Concrete, a key material in modern infrastructure, significantly contributes to global CO2 emissions, urging innovative approaches for its environmental impact mitigation. This study evaluates the techno-economic feasibility of incorporating graphene oxide (GO) into concrete formulations to enhance mechanical properties and reduce cement usage, thereby mitigating CO2 emissions. The methodology involved synthesising GO using a modified Hummers' method, ensuring uniform dispersion in concrete matrices. Concrete samples with varying GO contents underwent mechanical strength testing, as well as microstructural analysis including SEM, XPS, and Raman spectroscopy. Results led to simulations of the mechanical response of low- and medium-rise buildings subjected to seismic forces. Besides, economic assessments were performed by considering the overall cost of materials (GO and concrete) and the savings from CO2 emissions, based on different scenarios for both GO and CO2 prices.
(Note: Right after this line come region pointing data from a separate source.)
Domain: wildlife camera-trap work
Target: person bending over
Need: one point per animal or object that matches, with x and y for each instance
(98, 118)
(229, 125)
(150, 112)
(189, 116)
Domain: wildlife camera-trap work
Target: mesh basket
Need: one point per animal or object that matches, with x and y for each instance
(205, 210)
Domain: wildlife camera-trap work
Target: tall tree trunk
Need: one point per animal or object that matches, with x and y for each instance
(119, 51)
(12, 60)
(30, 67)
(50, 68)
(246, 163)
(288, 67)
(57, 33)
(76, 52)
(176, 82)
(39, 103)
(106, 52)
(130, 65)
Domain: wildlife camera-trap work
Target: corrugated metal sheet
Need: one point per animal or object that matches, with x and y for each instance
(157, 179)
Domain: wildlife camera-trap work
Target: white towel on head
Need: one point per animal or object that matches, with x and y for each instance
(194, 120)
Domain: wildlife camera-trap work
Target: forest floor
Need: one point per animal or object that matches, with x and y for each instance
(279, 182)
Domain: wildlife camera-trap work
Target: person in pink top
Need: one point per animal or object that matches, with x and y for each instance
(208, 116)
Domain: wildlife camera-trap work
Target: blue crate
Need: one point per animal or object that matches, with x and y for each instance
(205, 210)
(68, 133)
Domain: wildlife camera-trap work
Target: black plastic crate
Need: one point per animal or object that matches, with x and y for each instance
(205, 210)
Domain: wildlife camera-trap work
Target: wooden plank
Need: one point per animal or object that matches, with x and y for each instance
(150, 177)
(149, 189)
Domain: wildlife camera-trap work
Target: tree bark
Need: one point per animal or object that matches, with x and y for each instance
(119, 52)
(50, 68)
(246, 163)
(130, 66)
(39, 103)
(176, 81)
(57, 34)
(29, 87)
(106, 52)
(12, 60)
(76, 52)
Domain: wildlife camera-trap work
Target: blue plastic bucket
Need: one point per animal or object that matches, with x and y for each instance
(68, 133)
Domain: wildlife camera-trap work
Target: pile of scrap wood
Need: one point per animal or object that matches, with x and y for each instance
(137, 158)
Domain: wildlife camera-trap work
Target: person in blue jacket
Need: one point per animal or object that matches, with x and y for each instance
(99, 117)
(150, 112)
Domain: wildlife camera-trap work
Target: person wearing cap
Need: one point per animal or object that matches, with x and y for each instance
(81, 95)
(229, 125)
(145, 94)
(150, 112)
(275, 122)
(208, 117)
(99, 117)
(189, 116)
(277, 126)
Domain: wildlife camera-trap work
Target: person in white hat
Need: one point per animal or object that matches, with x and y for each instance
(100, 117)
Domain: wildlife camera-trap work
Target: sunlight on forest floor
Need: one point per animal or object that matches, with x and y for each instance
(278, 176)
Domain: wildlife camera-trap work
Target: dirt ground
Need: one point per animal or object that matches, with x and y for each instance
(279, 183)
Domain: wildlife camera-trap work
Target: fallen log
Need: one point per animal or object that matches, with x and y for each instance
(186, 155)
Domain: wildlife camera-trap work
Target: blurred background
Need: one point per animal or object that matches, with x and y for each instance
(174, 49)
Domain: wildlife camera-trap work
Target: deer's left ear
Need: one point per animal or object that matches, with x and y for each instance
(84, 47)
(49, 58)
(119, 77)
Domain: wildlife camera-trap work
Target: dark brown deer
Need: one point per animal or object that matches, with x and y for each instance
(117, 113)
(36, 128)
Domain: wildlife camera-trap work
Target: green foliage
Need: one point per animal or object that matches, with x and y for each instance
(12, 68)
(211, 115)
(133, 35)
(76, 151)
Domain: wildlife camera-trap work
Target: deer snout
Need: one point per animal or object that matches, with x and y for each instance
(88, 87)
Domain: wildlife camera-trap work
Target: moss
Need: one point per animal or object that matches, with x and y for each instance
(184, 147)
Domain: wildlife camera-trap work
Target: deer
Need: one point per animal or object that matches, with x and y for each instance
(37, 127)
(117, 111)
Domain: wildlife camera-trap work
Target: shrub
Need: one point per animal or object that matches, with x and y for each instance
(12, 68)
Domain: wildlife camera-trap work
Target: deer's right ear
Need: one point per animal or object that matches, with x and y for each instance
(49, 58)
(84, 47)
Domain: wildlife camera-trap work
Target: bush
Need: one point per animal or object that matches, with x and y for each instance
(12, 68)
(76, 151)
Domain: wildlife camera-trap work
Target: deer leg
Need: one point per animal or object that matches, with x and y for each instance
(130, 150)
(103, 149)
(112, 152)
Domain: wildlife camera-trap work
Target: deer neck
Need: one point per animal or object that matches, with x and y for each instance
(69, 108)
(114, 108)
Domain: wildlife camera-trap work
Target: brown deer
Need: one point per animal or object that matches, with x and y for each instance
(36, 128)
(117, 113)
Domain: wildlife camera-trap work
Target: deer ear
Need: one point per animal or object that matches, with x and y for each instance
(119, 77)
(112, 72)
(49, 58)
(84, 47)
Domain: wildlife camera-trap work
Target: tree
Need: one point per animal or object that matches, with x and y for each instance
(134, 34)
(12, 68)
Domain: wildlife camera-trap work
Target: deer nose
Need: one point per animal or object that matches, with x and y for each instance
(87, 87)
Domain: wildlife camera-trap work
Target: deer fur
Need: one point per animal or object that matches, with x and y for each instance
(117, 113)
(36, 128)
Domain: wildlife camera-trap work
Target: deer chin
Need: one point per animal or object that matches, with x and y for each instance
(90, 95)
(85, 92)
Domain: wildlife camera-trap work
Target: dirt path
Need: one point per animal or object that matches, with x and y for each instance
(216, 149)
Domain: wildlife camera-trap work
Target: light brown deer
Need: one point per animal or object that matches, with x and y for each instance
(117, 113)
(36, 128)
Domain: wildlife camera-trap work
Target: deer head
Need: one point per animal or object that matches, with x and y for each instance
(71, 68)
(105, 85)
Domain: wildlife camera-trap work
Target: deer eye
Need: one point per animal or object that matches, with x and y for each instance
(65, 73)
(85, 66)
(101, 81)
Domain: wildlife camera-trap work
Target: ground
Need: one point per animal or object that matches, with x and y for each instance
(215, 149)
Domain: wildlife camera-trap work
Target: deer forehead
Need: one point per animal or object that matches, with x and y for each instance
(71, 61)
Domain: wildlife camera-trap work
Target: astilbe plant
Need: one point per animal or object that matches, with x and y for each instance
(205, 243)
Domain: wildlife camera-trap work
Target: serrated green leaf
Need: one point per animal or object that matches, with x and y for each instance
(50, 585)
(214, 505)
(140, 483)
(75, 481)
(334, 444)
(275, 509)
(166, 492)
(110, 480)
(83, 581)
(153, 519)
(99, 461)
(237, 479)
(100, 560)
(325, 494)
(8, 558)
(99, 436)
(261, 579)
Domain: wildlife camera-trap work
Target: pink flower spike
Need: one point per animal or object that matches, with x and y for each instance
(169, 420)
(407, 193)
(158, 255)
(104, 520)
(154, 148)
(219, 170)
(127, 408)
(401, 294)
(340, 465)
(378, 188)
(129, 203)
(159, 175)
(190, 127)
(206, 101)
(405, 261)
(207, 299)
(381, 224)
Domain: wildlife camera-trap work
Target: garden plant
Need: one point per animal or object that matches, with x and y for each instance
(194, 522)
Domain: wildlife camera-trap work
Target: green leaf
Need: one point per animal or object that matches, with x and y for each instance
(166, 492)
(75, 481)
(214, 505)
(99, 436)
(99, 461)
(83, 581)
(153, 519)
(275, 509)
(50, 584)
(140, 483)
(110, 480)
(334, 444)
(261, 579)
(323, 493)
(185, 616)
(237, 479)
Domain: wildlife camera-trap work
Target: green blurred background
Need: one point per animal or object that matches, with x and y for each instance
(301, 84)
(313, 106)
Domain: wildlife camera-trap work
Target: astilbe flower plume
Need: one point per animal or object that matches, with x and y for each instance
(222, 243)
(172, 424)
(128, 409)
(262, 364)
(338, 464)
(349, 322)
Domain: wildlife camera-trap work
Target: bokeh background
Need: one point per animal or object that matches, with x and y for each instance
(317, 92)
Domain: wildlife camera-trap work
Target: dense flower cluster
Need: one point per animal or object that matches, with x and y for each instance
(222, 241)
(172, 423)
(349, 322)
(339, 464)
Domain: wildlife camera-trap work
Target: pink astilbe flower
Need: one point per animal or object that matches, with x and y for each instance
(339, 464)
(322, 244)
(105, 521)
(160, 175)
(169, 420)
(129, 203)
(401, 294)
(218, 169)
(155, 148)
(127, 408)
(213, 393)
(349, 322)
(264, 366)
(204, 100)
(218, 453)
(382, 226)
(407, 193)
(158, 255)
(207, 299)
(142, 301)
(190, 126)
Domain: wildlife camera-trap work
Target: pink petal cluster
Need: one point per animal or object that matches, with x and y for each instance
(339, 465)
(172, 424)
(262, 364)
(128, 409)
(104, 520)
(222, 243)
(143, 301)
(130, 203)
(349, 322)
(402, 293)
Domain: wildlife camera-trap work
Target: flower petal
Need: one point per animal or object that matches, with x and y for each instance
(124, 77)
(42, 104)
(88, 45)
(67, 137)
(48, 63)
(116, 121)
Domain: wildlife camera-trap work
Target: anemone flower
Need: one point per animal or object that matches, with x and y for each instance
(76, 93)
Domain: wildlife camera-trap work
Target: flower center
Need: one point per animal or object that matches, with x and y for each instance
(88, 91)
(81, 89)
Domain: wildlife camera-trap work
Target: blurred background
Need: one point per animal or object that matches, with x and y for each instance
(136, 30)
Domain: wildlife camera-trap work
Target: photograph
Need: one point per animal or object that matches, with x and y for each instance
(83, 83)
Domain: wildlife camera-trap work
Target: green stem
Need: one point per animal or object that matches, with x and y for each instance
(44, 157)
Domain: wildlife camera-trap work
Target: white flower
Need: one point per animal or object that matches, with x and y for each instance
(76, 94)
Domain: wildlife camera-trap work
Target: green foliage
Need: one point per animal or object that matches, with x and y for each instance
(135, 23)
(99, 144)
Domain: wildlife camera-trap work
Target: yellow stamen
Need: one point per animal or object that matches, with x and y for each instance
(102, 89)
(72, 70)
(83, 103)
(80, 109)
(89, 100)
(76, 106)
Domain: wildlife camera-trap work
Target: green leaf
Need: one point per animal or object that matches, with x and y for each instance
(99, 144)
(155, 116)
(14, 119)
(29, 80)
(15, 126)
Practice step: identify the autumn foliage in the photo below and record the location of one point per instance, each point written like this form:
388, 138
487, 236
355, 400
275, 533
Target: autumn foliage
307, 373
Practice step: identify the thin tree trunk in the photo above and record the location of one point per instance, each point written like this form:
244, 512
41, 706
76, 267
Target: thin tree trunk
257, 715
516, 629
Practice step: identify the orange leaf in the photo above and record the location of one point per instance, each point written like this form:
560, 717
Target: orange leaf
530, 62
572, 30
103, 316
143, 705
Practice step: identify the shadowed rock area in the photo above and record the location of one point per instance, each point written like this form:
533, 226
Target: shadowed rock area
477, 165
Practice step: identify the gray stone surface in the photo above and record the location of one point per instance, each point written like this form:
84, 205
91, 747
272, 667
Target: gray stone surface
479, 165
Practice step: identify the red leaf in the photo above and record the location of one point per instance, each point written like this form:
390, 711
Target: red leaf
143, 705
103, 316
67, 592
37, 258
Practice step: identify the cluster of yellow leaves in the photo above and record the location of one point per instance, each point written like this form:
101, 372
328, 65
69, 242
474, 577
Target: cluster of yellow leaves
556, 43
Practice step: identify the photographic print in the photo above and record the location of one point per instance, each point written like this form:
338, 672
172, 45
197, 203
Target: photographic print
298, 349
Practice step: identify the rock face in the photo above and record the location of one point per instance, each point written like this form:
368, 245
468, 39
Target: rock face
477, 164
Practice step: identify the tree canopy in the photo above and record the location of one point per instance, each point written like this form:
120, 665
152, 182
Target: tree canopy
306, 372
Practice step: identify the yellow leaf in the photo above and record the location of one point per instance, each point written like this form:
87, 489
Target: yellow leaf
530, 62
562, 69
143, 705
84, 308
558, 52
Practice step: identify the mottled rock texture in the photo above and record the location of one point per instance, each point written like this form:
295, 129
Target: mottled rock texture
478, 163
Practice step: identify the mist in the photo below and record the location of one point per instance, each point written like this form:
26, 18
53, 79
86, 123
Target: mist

The optimal formulation uses 0.1% GO by weight of cement, improving compressive strength by up to 17.92% and flexural strength by up to 74.78%. Structural models indicate that GO can reduce the weight of structural elements by 8-24%, leading to lower seismic forces and easier compliance with seismic-resistant standards. Economic analysis reveals that low-rise buildings can benefit from GO-enhanced concrete if the GO price is between 50 and 80 per kg, depending on CO(2 )credit prices ranging from 60 to 200 per tonne. For taller buildings, the economic feasibility is more restrictive; GO prices must be between 50 and 70 per kg with CO2 credit prices starting at 100 per tonne to justify the use of 0.1% GO.